Page MenuHomePhabricator

Improve search result order
Closed, DeclinedPublic

Description

Search results ought to take article size/quality into account. This will make wikipedia more useful to users.
Example - if you were to search for “Henry football” or “Henry footballer”, currently the famous French player is way down in the list (#8 or #21), and many lesser known/minor articles are displayed first. The Thierry Henry article has 100x the content of some of the others.

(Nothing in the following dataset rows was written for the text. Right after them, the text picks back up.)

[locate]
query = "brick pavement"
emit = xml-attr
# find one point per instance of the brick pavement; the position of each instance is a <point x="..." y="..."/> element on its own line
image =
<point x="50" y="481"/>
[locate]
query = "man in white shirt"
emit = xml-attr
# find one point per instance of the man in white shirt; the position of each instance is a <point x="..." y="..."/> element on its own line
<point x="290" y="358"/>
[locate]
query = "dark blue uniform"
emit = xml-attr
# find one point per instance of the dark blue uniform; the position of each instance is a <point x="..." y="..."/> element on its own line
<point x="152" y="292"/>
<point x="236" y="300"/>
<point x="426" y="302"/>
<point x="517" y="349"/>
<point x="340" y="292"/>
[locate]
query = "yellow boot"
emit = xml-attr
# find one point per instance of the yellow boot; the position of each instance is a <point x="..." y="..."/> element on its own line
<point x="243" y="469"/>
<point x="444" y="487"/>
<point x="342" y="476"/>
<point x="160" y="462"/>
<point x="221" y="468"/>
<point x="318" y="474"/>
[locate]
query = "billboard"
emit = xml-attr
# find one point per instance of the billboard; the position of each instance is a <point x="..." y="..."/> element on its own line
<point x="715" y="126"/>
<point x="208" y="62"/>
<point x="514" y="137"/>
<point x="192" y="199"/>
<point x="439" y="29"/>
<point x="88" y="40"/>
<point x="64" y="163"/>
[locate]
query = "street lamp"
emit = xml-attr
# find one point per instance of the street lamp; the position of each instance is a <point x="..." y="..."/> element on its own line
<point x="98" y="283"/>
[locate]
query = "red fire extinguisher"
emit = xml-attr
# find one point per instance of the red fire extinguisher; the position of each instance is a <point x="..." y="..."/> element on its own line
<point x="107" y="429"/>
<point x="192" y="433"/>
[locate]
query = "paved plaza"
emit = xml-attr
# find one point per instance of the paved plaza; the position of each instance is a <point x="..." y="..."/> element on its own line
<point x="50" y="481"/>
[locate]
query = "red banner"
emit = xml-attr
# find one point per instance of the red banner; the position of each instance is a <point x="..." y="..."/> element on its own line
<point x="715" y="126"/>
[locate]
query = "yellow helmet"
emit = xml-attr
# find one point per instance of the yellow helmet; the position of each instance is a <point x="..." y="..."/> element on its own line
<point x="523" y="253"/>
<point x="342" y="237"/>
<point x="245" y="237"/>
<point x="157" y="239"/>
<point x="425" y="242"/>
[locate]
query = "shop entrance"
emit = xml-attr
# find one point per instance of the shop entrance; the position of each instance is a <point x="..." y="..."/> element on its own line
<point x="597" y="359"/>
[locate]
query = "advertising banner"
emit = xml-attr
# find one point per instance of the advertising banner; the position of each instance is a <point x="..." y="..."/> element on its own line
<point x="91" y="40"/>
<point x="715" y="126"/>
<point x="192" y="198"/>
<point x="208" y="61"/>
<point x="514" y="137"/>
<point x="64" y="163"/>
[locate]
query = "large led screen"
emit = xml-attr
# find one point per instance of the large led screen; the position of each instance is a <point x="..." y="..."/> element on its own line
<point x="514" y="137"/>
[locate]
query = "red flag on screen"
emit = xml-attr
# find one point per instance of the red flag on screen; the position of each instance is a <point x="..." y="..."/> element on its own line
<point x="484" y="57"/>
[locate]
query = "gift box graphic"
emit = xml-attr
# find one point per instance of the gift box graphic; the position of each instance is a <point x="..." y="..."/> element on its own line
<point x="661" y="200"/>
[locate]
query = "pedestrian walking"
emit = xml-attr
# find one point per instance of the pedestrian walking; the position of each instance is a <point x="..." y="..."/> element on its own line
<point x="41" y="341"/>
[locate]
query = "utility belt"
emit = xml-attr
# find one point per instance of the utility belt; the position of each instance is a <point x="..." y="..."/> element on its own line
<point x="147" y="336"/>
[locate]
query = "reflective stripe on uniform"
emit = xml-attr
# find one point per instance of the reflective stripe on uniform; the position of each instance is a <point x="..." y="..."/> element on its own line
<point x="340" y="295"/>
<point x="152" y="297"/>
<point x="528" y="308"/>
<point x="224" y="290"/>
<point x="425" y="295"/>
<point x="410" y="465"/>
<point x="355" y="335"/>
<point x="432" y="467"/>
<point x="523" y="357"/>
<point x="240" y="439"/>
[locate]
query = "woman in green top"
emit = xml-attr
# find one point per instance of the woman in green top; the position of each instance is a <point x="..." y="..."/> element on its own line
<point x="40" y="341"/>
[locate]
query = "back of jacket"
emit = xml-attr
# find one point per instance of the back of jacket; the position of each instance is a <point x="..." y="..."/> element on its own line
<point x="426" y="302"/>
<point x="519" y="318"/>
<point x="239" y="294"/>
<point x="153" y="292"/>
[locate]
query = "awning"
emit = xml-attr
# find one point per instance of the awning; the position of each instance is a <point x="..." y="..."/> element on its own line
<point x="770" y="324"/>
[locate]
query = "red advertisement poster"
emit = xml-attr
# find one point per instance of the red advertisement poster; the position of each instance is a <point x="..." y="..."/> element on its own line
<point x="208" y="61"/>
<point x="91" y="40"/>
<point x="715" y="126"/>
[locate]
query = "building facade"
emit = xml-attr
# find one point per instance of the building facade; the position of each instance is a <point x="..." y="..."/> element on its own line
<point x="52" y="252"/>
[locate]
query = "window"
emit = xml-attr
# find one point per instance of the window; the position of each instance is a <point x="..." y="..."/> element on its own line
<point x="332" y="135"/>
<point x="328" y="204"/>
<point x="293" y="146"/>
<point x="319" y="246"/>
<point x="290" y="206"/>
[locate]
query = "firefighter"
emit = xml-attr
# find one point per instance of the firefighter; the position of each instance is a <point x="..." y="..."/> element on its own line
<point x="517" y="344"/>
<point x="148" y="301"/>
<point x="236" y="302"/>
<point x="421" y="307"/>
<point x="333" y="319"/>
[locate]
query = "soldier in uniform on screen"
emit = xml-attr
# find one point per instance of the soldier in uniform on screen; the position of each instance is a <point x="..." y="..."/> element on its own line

Steps to reproduce example:

  1. Go to https://en.wikipedia.org/w/index.php?title=Main_Page (desktop).
  2. Type “Henry football” on search box.
  3. Click the “containing...” option that displays.
  4. Notice the “Thierry Henry” high quality article is ranked below many minor, small articles.

Related Objects

Event Timeline

Aklapper changed the task status from Open to Stalled.Aug 24 2018, 9:27 AM

Hi @Zojj, thanks for taking the time to report this!
Unfortunately this report lacks some information. Please add a more complete description to this report.
That means a clear list of specific steps to reproduce the situation, as little details sometimes matter, so that nobody needs to guess how you performed each step, describing actual results and expected results after performing the steps to reproduce, and providing a link to a public website where the issue can be seen.
You can edit the task description by clicking Edit Task.
Ideally, exact and clear steps to reproduce should allow any other person to follow these steps (without having to interpret those steps) and see the same results. Problems that others can reliably reproduce can get fixed faster. Thanks!

Aklapper changed the task status from Stalled to Open.Aug 24 2018, 12:09 PM
Aklapper added a project: CirrusSearch.

“Thierry Henry” is the 8th result here.

I don't think that "length" or "excellence" also necessarily implies "relevance"?

Size is already taken into account by the scoring mechanism (see text_word_count in P7481) unfortunately this does not help enough to move Thierry to the top.
I don't see a particular feature we don't use yet use to push this page to the top.
Perhaps football/soccer/american football ambiguity is part of the problem, Thierry is ranked #2 for henry soccer.
Thanks for reporting this but not sure we can do much for this particular query.

Thanks for thoughts. I see on the mobile search, the suggestions show a snippit of the article, eg for Thierry Henry it shows “French association football player”. In the particular search for “henry football”, I would think there is a way to prioritize on the snippit? Although I have no idea where this text is coming from...!
Also dcausse, I see “popularity” in that P7481 list, does it affect search order?

Zojj updated the task description. (Show Details)

Although I have no idea where this text is coming from...!

Wikidata.

does it affect search order?

For general info, see https://www.mediawiki.org/wiki/Extension:CirrusSearch/Scoring

EBjune triaged this task as Low priority.
EBjune subscribed.

As dcausse explains above, there's nothing we can do to improve the results of this particular query, so declining for now.